The program also recommits to closing down all nuclear plants by about 2023 while building new coal-fired plants, and rules out a sale of Deutsche Bahn AG, the state-owned railway, for the next legislative period.
"The radical market policies that got us into this crisis can't be allowed to continue," Steinmeier told delegates. State help where needed "is what I stood for with Opel," he said. "That's perhaps what divides us from the CDU -- we will never tell a worker that he's not 'system-relevant."'
Merkel's Christian Democrats and the Social Democrats, coalition partners since 2005, are locked in a struggle to lure voters as the economy contracts by 6 percent this year and unemployment is set to rise by more than a million, according to government forecasts.
Credit Applications
To help companies struggling during the crisis, the coalition established a 500 billion-euro ($US700 billion) fund. A separate program run by KfW Group, the state-owned development bank, said June 12 it received 1318 loan applications for a total of 5.8 billion euros since it was set up in October.
Steinmeier, 53, who is also vice-chancellor, sought to identify himself with the search for an Opel investor. While he championed Magna International Inc.'s offer for Opel until it was accepted as the government's preferred bidder, his calls for financial help for Arcandor were rejected by Merkel and Economy Minister Karl-Theodor zu Guttenberg. Arcandor filed for insolvency June 9, jeopardizing 43,000 jobs.

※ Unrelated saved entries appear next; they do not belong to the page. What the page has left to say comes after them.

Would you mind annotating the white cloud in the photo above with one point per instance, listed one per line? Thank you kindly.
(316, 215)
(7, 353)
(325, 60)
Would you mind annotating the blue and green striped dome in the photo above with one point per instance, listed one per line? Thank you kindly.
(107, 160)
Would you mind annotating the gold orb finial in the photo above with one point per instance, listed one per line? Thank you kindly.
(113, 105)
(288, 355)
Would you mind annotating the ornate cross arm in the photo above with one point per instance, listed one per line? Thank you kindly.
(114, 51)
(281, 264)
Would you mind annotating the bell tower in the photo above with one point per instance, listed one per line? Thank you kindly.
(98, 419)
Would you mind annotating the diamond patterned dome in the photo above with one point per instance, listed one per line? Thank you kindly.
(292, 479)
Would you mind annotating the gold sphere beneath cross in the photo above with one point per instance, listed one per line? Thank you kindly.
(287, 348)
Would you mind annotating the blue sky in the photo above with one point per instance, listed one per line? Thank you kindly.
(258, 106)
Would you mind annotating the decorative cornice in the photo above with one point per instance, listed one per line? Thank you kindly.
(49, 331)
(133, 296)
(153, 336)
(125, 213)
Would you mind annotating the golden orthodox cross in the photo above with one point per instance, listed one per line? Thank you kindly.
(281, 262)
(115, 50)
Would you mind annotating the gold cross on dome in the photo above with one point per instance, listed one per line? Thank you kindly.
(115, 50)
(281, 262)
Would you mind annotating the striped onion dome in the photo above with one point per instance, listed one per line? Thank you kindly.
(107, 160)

Merkel, 54, in a June 11 interview with ZDF television, said that Opel "was a very special situation that, in my view, won't happen a second time."
'Burden the Taxpayer'
"We have to ask in every case 'did the company have trouble before the international financial crisis set in, or were these only caused by the international financial and economic crisis?"' Merkel said in a Web cast posted on her Internet site yesterday. "If there were difficulties before, paths such as insolvency have to be taken -- we can't burden the taxpayer with balancing out mistakes made by management."
Latest polls show the Christian Democrats leading the Social Democrats by between 10 points and 12 points. Support for Merkel's CDU rose 1 point to 37 percent, while the SPD fell 3 points to 25 percent, according to a poll by FG Wahlen for ZDF published June 12. The poll of 1,343 voters was conducted June 8-10. The margin of error is as much as 2.7 percentage points.
Ronald Pofalla, Christian Democratic general secretary, said that the winner of the SPD convention is Oskar Lafontaine, a former Social Democratic finance minister who quit and became leader of the anti-capitalist Left Party.
Lafontaine can "enjoy watching as his old party follows his program and bit by bit opens itself to a coalition with the Left at every level," Pofalla said in an e-mailed statement. Steinmeier rules out a national coalition with the Left.
Steinmeier's challenge to Merkel was endorsed in speeches by leading Social Democrats including Finance Minister Peer Steinbrueck. Former Chancellor Gerhard Schroeder, Steinmeier's political mentor, was in the audience.
Steinmeier "didn't shy from speaking up for a core SPD principle," Marlene Rupprecht, a party delegate who represents the town of Fuerth in Bavaria, said in an interview. "Where it's necessary the government must roll up its sleeves and help save jobs. If we don't stand for that, then what are we?"